The Tahoe ride, especially for TNT participants, is an allegory for surviving cancer. As far as I'm concerned even more so than any other century ride you could participate in, in this country - roll with it, it's not as cliché as it sounds.

Tahoe is highly challenging, for even the most hard-core cyclist.

Of the entire team this spring your experience most closely resembles the struggle to survive cancer, and as such I doubt you'll ever forget what that struggle entails. I think it's a rare opportunity of perspective to have suffered as deeply as anyone afflicted with cancer, to have done so voluntarily, and to emerge wholly changed - which is what you are Beth, changed, not broken. The climb out of Truckee was merely the place you realized it. Though I'm sure your rendition of Tom Petty will forever echo through the mountainsides of the Donner Pass. It will become a legendary phenomenon as future riders of the pass report hearing a lone voice on the wind singing "learning to fly".

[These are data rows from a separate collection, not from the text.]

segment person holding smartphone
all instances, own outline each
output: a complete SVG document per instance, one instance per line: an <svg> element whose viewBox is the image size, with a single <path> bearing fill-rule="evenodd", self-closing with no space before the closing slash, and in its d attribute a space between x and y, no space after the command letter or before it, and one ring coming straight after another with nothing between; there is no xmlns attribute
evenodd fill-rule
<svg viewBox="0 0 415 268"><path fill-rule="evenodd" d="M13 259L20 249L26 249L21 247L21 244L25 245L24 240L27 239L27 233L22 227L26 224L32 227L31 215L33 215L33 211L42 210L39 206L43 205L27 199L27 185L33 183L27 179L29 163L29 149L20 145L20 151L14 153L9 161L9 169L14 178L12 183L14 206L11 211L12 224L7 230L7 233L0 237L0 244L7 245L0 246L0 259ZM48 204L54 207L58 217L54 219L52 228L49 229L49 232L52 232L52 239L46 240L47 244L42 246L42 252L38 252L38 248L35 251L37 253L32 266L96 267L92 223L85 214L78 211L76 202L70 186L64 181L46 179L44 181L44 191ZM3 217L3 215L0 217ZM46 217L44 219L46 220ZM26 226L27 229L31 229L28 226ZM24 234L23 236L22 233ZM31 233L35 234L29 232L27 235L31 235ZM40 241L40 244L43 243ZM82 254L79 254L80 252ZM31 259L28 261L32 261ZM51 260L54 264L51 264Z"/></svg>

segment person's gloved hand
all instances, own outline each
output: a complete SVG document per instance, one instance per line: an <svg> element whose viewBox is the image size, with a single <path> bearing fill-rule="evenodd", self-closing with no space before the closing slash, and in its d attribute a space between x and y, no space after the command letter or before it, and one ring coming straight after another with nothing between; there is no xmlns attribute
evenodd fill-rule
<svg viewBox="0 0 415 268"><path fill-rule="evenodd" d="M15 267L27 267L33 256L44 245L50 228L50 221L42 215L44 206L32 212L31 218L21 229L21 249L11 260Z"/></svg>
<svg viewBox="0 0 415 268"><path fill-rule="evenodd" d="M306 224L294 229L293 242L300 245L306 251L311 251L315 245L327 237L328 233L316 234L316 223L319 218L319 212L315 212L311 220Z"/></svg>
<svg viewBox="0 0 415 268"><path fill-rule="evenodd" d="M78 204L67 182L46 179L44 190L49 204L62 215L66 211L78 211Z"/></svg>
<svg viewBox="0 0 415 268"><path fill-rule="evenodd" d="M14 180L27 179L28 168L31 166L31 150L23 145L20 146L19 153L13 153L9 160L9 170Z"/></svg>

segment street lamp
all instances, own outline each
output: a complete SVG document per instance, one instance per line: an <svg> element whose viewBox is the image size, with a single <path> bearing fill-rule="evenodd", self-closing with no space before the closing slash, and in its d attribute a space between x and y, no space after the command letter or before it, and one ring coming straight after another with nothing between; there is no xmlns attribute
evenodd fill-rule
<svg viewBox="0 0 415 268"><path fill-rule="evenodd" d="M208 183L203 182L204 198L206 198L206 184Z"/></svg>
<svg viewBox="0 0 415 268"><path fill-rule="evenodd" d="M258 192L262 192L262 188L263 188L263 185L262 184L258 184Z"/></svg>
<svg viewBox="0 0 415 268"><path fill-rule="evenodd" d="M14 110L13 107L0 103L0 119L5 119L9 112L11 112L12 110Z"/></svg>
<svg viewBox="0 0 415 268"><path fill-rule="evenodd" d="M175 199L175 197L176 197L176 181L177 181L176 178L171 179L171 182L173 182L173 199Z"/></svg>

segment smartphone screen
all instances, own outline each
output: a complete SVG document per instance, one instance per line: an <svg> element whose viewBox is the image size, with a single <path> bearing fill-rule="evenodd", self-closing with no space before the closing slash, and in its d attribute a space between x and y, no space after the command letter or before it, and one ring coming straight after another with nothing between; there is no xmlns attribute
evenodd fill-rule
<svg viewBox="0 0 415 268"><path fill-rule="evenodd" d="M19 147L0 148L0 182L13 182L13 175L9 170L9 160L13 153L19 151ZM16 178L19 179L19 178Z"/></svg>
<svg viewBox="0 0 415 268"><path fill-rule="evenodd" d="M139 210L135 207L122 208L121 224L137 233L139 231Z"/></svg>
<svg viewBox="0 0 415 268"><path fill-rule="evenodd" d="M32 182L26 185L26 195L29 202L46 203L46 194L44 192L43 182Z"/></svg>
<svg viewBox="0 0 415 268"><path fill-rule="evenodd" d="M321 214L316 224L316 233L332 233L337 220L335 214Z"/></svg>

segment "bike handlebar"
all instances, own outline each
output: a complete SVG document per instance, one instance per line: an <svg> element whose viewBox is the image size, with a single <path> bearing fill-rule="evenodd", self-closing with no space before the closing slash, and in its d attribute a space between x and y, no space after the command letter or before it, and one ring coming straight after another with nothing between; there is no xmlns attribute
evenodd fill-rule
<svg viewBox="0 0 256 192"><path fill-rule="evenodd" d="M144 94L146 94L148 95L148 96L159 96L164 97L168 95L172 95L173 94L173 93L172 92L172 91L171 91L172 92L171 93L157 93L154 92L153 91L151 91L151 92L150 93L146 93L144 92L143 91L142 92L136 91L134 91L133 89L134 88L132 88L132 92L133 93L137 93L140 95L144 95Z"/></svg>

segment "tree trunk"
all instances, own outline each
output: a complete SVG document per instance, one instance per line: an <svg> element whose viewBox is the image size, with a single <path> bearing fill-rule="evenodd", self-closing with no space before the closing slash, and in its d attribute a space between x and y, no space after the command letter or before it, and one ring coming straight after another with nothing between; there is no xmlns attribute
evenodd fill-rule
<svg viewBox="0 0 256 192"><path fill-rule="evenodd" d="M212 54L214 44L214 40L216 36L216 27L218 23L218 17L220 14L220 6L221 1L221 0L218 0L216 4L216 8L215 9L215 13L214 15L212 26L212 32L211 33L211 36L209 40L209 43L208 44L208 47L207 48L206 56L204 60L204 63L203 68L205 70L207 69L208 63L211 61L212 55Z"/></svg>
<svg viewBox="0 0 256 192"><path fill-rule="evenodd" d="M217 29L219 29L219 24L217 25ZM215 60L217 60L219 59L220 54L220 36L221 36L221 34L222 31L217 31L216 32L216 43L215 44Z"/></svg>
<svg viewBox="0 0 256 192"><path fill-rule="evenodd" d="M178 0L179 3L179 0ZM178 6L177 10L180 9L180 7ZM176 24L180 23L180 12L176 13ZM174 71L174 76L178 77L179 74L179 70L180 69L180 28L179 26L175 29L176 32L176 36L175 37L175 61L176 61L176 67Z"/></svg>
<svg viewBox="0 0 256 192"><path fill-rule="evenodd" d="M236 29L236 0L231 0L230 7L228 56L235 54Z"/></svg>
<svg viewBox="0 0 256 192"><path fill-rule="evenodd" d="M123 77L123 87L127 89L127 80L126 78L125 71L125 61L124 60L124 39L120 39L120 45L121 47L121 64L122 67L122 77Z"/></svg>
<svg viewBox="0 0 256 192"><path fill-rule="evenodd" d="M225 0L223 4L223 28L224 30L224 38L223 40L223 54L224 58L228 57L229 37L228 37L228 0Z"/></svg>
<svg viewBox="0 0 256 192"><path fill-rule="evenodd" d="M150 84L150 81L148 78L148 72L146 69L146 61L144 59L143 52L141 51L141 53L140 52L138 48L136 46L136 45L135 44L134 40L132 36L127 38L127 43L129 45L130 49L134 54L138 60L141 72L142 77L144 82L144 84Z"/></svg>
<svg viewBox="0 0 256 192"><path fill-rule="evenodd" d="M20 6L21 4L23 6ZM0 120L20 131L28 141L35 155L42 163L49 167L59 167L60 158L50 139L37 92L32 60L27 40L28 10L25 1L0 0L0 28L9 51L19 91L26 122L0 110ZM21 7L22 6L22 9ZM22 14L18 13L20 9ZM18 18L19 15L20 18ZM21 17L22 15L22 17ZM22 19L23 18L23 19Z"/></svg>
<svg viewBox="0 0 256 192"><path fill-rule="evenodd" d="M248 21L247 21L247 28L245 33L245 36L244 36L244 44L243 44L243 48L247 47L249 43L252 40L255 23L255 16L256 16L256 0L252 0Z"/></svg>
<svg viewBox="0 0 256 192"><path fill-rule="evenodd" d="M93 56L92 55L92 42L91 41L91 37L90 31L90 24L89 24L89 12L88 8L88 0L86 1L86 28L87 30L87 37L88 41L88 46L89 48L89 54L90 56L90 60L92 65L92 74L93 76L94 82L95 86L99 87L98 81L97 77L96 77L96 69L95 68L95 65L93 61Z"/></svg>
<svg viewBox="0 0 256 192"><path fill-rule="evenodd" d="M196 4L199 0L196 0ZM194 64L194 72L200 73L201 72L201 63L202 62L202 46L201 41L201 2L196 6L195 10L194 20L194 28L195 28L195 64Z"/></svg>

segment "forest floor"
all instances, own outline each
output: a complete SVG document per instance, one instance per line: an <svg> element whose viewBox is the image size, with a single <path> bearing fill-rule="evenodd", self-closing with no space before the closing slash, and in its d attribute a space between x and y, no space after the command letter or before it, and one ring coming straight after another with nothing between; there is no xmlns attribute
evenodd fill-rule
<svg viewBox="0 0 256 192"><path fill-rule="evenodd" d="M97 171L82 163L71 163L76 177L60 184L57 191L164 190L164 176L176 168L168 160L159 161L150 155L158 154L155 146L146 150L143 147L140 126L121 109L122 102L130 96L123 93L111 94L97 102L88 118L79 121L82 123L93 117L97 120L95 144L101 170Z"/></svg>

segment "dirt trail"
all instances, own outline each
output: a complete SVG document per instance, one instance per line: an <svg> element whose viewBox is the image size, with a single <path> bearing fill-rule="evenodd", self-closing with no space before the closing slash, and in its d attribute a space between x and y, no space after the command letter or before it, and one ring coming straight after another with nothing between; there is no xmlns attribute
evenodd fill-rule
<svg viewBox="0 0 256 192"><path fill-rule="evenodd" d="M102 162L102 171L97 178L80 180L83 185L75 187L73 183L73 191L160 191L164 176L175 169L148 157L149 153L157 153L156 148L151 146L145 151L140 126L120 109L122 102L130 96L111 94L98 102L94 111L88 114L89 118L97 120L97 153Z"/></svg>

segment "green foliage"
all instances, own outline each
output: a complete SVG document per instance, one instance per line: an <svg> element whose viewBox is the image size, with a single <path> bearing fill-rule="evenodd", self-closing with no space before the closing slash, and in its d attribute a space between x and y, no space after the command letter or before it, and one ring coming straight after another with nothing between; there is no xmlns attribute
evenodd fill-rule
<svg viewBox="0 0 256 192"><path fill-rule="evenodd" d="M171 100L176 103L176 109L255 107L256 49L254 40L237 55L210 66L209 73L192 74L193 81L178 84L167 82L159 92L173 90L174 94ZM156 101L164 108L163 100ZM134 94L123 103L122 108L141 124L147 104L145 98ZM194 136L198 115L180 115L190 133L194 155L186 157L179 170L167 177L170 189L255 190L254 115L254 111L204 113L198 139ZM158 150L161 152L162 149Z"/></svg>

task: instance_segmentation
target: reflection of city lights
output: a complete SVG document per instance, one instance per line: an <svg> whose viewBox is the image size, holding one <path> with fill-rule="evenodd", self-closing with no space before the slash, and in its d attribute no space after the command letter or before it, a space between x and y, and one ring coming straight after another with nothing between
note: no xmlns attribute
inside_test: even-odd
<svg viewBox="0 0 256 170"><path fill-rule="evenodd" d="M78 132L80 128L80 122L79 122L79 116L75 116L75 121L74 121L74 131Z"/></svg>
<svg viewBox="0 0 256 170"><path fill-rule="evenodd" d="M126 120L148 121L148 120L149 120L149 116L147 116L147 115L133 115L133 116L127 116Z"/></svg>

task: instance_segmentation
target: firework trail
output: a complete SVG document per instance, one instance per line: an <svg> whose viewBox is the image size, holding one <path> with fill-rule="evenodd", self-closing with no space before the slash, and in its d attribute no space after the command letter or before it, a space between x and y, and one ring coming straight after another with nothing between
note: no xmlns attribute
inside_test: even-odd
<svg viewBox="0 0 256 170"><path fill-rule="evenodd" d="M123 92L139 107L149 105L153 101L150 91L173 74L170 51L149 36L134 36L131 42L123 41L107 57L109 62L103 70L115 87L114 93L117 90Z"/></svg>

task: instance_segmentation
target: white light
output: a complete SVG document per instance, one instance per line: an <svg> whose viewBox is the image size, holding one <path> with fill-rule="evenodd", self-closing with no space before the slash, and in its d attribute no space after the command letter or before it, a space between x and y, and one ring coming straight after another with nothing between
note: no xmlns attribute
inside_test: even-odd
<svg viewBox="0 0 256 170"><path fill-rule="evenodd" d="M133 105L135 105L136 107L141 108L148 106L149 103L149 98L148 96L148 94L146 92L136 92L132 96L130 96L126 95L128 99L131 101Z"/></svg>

You have to return to Tahoe. If not to extract revenge (or whatever vindication you would seek) by completing the ride sans mechanical difficulties, then to be the first to report that lone voice on the wind. Legends don't start themselves you know!

Anyway, congrats on your resolve to get more of a performance bike (from your newest post). You've clearly been infected by the cycling "sickness". To borrow a phrase, Live to ride - Ride to live.

Rock on!

Beth said...

:-) Thanks. And it's been hard for me, but I'd rather go through it a hundred times than face cancer. That's where the comparison really breaks down.

I suppose I will have to do Tahoe again one day. I hate that it won this round.